Büyük başarılar kazanmak bizi mutlu etse de bu sendroma sahip olan kişiler hak ettikleri başarıya odaklanmak yerine eksiklerine ve kusurlarına odaklanmayı seçerler. Kişinin kendisinden şüphe etmesi ve başkalarının düşündüğü kadar yetkin olmadığına inanmasından dolayı başarılarını devam ettiremeyecekleri düşüncesiyle risksiz adımlar atmayı seçerler. Asıl çelişki şudur ki; bu sendrom genellikle profesyonel ve rekabetçi ortamlarda yüksek başarıya sahip insanlarda ortaya çıkar.
Araştırmalara göre, erken çocukluk deneyimleri ve aile ilişkileri İmposter sendromu geliştirmede önemli bir rol oynamaktadır. Özellikle aşırı korumacı ve kontrol kontrolcü ebeveynler, çocuklarda İmposter sendromu gelişmesine neden olabilir. Bazı araştırmalar, düşük seviyede destek ve yüksek miktarda çatışma olan aile ilişkilerine sahip kişilerin İmposter sendromu geliştirme olasılığının daha yüksek olabileceğini düşündürmektedir.

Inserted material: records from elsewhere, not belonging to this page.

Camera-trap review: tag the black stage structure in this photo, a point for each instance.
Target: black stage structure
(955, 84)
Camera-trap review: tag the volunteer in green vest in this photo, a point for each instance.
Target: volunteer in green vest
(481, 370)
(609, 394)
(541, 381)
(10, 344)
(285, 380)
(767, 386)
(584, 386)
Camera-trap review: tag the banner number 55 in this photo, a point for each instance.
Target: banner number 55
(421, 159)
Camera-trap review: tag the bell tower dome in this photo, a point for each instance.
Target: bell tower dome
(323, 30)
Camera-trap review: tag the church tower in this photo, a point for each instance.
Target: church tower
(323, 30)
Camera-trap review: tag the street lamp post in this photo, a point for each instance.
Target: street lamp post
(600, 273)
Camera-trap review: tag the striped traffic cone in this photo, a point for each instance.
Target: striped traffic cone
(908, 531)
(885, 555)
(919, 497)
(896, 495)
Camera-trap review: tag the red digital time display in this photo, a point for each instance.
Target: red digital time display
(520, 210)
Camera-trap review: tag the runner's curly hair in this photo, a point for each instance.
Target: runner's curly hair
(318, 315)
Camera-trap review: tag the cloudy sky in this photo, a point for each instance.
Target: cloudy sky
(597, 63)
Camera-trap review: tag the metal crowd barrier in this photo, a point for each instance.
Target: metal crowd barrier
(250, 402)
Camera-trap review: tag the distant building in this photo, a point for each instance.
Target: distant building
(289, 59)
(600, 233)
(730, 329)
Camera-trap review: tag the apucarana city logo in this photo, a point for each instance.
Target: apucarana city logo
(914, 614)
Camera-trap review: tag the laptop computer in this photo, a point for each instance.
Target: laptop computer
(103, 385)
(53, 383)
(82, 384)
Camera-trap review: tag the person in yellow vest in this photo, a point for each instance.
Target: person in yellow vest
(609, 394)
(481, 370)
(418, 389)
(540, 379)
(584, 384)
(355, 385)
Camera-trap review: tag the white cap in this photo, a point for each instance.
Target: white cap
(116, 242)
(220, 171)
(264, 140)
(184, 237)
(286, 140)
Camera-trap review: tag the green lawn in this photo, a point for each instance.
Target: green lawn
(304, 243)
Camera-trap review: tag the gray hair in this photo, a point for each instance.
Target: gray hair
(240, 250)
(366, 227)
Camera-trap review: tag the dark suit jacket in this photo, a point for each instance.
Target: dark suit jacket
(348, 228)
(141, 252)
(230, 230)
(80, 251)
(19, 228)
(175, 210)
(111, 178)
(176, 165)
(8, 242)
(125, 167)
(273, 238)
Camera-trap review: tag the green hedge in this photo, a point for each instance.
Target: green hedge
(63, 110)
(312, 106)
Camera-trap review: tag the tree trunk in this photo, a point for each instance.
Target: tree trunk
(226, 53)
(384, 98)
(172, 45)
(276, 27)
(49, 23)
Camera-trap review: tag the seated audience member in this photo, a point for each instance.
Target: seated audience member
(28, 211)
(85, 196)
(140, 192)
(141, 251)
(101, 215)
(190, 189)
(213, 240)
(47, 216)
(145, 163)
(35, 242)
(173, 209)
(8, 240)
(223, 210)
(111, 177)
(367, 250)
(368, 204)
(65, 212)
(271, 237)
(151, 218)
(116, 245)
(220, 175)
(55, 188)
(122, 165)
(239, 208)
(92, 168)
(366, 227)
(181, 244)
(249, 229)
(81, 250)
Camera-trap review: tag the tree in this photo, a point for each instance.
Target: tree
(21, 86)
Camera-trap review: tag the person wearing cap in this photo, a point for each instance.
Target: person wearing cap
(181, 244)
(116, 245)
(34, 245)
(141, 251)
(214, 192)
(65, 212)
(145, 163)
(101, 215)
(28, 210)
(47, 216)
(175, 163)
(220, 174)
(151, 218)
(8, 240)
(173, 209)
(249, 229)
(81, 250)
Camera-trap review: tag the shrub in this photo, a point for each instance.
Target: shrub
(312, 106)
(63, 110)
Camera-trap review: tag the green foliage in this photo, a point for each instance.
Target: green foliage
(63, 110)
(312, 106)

İmposter Sendromu ruhsal bir bozukluk olarak tanımlanmamıştır. Genellikle anksiyete ve depresyon gibi diğer ruh sağlığı sorunları ile birlikte görülmektedir. Depresyon ve anksiyete; zaten kişinin kendisinden şüphe etmesine, özgüveninin azalmasına veya başkalarının onu nasıl gördüğüne dair endişe duymasına sebep olduğu için İmposter sendromunu tetikleyebilir. Bunların dışında cinsiyet ayrımcılığı ve ırkçılık gibi durumlar da bu sendromu tetikleyebilir. Kişinin kendini kanıtlamak için daha çok çabalaması gerektiğini düşünmesine, kusurlarına daha çok odaklanmasına ve kendinden şüphe etmesine neden olabilir.
İmposter sendromuyla başa çıkabilmek için genellikle, psikoterapi veya destek grupları gibi kaynaklardan faydalanmak önemlidir. Peki başka neler yapabiliriz?
Hissettiklerinizi insanlarla paylaşmaktan çekinmeyin. Kendiniz hakkında olumsuz duygu ve düşüncelere sahip olabilirsiniz, başkalarının gözünden kendinizi görmek daha gerçekçi bakmanızı sağlayabilir.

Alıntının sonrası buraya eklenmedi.